Verified 2026-06-12: 18 checks, all matching the filed return. Per-asset multi-year schedule verification needs the Yayoi 固定資産台帳 (per-asset acquisition dates), which is not in TestData yet.
Butler Tax — Payroll verification harness (#178 P4)
cd butler-tax/backend
uv run python -m scripts.verify_payroll_testdata # requires local TestData/Local-only. Reads the monthly amounts of the five payroll accounts (役員報酬 / 給料手当 / 雑給 / 賞与 / 法定福利費) from the same Yayoi annual trend PDF, pushes each month through the payroll import path (import → journal generation → confirm), and reconciles the trial balance against Yayoi for every account and month. Negative months in the real data (red-slip corrections, the December 雑給→ reclassification) are booked as manual correction entries — they are corrections, not payroll.

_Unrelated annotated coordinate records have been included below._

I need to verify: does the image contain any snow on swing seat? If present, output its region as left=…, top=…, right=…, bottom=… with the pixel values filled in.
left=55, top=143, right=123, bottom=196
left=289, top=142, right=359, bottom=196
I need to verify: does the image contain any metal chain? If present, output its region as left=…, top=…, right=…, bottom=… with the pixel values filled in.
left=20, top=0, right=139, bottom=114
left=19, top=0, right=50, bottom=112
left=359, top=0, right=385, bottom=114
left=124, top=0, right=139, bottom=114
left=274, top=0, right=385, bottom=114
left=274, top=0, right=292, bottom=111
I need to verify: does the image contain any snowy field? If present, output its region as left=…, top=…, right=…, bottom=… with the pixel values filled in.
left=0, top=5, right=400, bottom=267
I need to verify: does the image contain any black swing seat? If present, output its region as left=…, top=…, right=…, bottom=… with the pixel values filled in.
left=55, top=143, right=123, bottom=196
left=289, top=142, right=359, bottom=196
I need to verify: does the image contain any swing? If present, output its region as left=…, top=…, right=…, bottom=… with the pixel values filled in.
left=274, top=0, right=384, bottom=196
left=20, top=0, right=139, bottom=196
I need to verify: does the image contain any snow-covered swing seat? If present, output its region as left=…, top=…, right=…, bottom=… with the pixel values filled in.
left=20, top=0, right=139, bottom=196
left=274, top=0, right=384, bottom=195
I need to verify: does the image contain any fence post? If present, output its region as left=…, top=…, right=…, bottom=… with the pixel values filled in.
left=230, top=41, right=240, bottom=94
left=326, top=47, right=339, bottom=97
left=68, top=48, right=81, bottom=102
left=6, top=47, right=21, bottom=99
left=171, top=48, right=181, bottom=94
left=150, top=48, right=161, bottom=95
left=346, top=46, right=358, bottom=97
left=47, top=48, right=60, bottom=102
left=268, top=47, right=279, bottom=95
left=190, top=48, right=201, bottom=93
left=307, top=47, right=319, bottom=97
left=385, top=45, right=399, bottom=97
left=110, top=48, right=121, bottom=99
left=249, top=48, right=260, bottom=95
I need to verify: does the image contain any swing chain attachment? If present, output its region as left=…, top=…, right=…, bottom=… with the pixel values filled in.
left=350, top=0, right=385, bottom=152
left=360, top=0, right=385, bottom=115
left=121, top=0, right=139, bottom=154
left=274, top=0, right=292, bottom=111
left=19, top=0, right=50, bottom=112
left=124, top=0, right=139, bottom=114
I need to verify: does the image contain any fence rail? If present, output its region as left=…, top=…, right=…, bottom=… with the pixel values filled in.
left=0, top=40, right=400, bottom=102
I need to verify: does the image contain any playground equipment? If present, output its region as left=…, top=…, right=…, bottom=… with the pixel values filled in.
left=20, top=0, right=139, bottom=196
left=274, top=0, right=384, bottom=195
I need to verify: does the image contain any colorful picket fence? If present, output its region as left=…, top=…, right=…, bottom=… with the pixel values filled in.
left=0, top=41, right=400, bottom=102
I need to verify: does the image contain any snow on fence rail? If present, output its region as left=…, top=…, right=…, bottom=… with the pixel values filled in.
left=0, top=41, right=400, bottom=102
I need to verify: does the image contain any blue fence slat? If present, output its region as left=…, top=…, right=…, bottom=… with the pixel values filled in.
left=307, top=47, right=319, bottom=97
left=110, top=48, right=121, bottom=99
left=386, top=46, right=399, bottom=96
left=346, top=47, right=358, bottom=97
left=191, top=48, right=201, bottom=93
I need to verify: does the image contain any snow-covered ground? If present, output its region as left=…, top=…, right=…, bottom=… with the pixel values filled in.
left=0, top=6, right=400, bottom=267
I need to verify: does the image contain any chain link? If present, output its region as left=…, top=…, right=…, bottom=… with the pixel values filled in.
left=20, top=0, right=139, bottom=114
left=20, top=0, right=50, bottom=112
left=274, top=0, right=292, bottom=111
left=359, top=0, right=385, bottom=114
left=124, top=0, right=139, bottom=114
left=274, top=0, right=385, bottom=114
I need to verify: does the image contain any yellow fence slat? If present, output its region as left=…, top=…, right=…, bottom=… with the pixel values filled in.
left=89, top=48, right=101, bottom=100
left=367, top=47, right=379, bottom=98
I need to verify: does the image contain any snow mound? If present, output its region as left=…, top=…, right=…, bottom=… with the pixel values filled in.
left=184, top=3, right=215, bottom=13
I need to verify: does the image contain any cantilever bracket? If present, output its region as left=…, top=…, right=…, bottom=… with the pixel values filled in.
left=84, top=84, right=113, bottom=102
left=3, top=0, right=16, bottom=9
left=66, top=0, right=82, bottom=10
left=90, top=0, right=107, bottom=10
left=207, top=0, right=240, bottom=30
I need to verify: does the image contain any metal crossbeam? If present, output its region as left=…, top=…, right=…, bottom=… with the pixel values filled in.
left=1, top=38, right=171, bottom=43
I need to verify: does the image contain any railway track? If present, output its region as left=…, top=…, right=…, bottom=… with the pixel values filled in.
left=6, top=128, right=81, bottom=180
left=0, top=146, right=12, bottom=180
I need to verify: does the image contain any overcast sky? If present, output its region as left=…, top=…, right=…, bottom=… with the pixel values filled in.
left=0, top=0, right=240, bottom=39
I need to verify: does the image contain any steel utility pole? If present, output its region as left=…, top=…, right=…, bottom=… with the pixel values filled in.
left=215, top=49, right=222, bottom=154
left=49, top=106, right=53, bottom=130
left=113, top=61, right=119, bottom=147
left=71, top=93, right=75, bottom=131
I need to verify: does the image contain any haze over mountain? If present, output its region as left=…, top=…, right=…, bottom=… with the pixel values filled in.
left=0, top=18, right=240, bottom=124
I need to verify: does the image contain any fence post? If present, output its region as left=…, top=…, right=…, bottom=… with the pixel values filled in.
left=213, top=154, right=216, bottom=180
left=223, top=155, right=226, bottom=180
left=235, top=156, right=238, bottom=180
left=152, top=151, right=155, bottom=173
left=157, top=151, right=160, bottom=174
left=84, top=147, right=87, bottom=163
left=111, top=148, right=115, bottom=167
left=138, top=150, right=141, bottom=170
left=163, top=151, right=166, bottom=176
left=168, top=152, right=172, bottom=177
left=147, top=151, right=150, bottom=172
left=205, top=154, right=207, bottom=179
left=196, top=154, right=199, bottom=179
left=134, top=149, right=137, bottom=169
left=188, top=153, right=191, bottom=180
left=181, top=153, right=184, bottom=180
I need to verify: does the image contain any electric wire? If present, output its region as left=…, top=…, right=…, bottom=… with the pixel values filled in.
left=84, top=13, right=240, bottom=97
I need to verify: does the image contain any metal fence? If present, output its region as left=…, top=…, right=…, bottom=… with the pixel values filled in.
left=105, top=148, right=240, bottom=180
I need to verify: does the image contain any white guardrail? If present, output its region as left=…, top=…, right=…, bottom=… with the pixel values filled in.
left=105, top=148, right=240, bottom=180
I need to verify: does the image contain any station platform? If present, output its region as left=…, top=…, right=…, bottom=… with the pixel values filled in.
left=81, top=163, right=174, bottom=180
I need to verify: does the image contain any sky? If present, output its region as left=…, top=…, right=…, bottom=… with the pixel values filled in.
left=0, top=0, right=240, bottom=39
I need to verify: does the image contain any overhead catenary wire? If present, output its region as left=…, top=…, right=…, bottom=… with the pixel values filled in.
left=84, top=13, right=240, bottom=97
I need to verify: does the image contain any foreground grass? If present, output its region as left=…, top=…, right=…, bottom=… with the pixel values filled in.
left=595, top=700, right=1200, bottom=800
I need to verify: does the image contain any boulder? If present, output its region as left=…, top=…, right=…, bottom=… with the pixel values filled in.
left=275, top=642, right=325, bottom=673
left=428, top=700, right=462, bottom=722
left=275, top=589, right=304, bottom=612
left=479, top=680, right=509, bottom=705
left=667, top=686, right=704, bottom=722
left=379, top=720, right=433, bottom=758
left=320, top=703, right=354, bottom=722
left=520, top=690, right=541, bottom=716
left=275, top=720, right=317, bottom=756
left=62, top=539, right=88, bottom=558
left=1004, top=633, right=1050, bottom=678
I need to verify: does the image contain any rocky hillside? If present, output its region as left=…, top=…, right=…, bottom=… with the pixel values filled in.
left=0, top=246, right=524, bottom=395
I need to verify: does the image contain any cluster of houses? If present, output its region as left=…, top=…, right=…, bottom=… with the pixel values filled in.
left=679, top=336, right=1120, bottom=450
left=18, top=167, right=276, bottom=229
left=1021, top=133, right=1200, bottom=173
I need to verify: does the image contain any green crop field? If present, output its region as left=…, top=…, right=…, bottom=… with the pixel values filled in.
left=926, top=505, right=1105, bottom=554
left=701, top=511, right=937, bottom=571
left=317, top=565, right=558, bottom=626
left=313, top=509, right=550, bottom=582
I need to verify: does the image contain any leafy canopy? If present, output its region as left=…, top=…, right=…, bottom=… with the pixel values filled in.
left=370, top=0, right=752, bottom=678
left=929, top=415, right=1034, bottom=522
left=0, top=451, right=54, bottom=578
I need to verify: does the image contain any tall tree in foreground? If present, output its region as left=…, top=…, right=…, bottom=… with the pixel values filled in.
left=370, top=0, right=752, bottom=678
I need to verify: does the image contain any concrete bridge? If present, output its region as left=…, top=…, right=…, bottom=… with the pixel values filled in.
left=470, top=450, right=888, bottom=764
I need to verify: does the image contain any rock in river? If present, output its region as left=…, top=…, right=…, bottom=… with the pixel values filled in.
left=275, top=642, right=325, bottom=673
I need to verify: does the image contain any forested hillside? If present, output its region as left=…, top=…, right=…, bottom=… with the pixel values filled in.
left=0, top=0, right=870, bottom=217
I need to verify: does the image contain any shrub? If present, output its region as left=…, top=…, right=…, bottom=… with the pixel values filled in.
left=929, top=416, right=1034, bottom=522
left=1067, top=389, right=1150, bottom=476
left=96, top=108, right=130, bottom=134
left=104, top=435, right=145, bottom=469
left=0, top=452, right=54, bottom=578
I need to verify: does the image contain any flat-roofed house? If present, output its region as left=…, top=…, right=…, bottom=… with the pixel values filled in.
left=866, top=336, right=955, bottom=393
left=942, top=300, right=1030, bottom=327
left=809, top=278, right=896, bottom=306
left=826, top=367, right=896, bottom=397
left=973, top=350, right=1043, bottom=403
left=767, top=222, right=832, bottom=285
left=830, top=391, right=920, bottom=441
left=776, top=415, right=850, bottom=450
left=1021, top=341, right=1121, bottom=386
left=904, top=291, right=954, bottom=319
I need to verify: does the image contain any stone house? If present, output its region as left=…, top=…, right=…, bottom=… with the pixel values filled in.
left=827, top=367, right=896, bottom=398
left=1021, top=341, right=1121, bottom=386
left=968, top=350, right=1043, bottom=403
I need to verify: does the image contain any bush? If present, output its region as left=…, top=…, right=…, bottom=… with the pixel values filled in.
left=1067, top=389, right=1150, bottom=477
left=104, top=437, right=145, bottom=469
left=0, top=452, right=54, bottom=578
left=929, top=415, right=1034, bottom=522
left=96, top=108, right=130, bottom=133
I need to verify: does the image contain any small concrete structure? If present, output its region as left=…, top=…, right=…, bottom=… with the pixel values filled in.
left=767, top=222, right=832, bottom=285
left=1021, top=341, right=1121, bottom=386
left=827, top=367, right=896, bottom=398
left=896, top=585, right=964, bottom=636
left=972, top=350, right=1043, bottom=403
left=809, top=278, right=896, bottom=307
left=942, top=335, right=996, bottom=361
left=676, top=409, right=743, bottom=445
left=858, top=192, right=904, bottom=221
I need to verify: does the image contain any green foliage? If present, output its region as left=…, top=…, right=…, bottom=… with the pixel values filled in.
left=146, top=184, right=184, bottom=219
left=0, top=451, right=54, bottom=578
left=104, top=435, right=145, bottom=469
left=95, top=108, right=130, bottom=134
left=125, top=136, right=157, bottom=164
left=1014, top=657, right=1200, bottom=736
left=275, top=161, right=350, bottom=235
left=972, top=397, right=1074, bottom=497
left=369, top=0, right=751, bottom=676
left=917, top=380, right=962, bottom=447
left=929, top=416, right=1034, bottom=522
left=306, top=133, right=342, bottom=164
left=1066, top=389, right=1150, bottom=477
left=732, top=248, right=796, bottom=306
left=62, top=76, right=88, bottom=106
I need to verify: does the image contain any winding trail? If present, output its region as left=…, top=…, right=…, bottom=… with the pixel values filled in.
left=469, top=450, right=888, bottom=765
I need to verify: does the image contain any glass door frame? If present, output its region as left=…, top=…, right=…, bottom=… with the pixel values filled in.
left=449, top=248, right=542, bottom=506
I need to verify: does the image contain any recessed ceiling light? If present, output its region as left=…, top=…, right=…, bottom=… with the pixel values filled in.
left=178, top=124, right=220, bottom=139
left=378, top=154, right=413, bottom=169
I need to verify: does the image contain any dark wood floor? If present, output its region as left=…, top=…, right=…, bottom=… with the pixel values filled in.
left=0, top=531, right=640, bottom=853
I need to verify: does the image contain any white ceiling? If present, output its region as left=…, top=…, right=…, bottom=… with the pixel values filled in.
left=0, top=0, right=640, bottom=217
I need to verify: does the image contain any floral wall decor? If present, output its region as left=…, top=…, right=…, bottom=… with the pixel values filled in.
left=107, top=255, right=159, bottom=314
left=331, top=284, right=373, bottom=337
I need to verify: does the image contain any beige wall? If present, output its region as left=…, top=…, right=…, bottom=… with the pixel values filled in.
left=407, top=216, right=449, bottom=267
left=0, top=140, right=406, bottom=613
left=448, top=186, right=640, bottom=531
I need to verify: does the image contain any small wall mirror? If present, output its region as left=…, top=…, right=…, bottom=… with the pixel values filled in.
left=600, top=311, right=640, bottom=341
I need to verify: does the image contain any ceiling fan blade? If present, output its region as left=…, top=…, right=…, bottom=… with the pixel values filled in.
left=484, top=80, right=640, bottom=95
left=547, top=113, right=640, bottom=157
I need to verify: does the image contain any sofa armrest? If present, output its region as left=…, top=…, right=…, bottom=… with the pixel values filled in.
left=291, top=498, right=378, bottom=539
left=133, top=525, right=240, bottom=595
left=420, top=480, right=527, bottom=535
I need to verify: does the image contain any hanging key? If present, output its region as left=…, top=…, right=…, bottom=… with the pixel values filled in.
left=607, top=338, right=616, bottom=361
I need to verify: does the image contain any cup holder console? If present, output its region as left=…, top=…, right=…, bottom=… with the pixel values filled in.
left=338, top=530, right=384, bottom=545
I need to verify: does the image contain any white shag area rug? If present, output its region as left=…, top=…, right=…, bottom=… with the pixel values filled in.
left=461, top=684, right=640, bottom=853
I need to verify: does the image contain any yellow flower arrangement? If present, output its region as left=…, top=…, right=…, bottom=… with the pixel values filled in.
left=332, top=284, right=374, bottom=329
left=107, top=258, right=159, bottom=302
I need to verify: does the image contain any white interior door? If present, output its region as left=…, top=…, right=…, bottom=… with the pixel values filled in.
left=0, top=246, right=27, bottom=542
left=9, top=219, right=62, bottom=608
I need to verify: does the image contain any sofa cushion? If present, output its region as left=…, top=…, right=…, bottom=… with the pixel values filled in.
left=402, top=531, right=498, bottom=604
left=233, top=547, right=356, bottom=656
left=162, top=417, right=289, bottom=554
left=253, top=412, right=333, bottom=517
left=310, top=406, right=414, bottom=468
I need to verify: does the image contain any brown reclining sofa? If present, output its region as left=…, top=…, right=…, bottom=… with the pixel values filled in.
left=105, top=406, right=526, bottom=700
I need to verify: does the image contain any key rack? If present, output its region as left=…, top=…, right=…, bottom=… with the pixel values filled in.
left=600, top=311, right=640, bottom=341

Verified 2026-06-12: all figures match (5 accounts × 12 months + annual totals; 給料手当 ¥54,915,638 reproduced through the payroll path). Parsing notes that generalize: Yayoi BS columns are month-end balances in section-direction sign convention (contra accounts negative); PL columns are monthly amounts; the 13th column is closing entries; breakdown rows (e.g. 外注費 as a sub-row of 当期商品仕入高) must not be double-counted.